ROGUE SOUNDS: Black Bears Fire twangs it out on ‘The Bottomless Blue’
Every critic has their biases that savvy readers can learn to take or leave. For purposes of transparency, know that this reporter’s proclivities include a total disdain for derivative instead of constructive nostalgia. No matter how many decades pass, a good sound will always be a good sound, but there’s nothing to be gained artistically by going full Gatsby and fetishizing a bygone era instead of adding your own spin. Just like research, the goal artistically should be to build on a body of work instead of resting on the laurels of those that came before, no matter how laurely they may be.
Ashland-based band Black Bears Fire’s influences aren’t exactly undercover, with elements of acts like Wilco and America clearly present in the sound on its new album, The Bottomless Blue, a collection of eight indie-Americana strummers released online in late April, with hard copies to come in summer. But it finds its own way, delivering songs similar to that of ’70s country-rock acts in a thoroughly modern vibe that’s a little bit country, a little bit rock and whole lotta indie.
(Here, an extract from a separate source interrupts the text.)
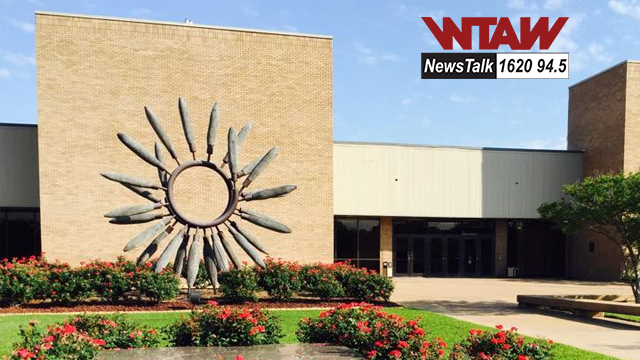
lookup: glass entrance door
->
[393,236,427,276]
The straight-forward major-key folk song structures dressed up with twangy, surf-influenced lead guitar. Anchoring the sound are the Colin Meloy-esque vocals of Nic Mcnamara, whose slightly nasal croon has a warm, comforting feel.
“Wish I Knew,” is a peppy shuffle, about a complex love affair. The beat and leads have hints of “I’ve Just Seen a Face,” by The Beatles, and the lyrics have a fantastically ironic punk undertones.
Another standout track is the sweetly-harmonied mid-tempo swing of “My Best Friends are Dead.” If it weren’t for the total lack of grit in Mcnamara’s voice, it’s a song that you could hear being sung by Merle Haggard or Waylon Jennings.
None of the eight songs are the sort of endlessly hummable anthem that makes a single, but that keeps them from getting old. Especially there is a stylistically loose sound to The Bottomless Blue, like that on early indie recordings from bands like The Pixies or Pavement, or studio bands put together for rock sessions in the 1960s. It gives the album an added earnestness that is often lost in the click-track tight and auto-tuned world of studio recordings. Even with a full band, the warm vibe is one of a gathering of friends in a living room more than strangers in a temperature-controlled stadium. That’s a sound that’s definitely resurgent right now with bands like The Avett Brothers, First Aid Kit and Ark Life lighting a campfire in the underground. The Bottomless Blue probably won’t go down in history as a seminal entry to that canon, but it is a solid album that could launch Black Bears Fire from local to notable status.